From the President’s Desk
April 2007

An Exciting Time, Rife with Opportunity
By Ralston Deffenbaugh, LIRS President

In recent weeks, when people have asked me how things are going at LIRS, I find myself more buoyant and my responses more hopeful than they have been in months. LIRS has faced two extraordinarily heavy challenges this past year—the “material support” bars to entry for refugees and asylum seekers, and the debate over comprehensive immigration reform. We have not yet overcome these obstacles, but it appears that there may be breakthroughs ahead that will present some tremendous opportunities for increased service with and for uprooted people.

The material support issue led to significant reductions in the number of refugees admitted to the United States for resettlement, as well as insecurity for refugees, asylees and asylum seekers already in the United States. The impact has been serious—on the refugees themselves, on their loved ones already in the United States and on the LIRS affiliate network’s ability to have a sufficient caseload to sustain its ability to offer resettlement services.

The immigration reform debate confronted us with a harsh enforcement-only bill passed by the House of Representatives and the specter that portions of LIRS’s work might be criminalized. America’s immigration system is badly broken and desperately needs to be fixed. In the meantime, families are divided and living in fear, workers and employers cannot contract with each other honestly and openly, and our nation is less secure.

Now there is hope that these issues may be resolved. I am cautiously optimistic that there will be a legislative fix to the material support issue, perhaps even this spring. If there is, and if Congress appropriates adequate funds and the State Department overcomes certain administrative barriers, U.S. refugee resettlement could expand dramatically, perhaps rising next year even to the 90,000 annual level that the Bush administration had aspired to attain by 2005. This would provide new hope and new life to Burmese, Bhutanese and Iraqi refugees as well as many other victims of persecution.

I am also cautiously optimistic that positive comprehensive immigration reform will be enacted by Congress in 2007. President Bush called for reform again in this year’s State of the Union address, and Congress is struggling to craft a bipartisan bill. If comprehensive reform is adopted, LIRS and our partners will have the opportunity to assist in the legalization of many of the more than 10 million undocumented persons in the United States and to help unify families who are now separated.

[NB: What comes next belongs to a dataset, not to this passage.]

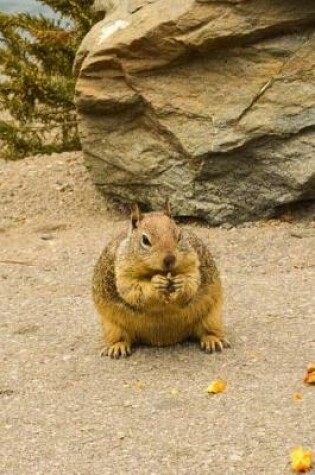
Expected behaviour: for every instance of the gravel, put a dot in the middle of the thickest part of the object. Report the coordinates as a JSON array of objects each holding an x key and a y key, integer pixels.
[{"x": 67, "y": 411}]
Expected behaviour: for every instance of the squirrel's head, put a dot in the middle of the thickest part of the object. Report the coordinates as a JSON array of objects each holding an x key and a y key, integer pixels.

I am also encouraged by prospects in a third major area: children’s services. The dramatic growth in LIRS’s programs for children is a prime example of the interrelationship between service and advocacy. LIRS is giving leadership to UNHCR regarding how to identify the best interests of unaccompanied and separated minors in refugee camps, to make sure that these vulnerable children are not forgotten. As these efforts develop UNHCR and various national governments will increasingly turn to agencies like LIRS to actually implement the best-interest determinations and actually care for the children in ways they should have been cared for all along. Domestically, LIRS continues to give sterling leadership in exposing the improper treatment of children and families in immigration detention, and to offer practical, workable alternatives that address enforcement concerns, respect child and family well-being and save taxpayers’ money.

This has been and continues to be an extraordinarily challenging time for LIRS, for our partners and especially for the people we serve. Yet it is also an exciting time, rife with opportunity.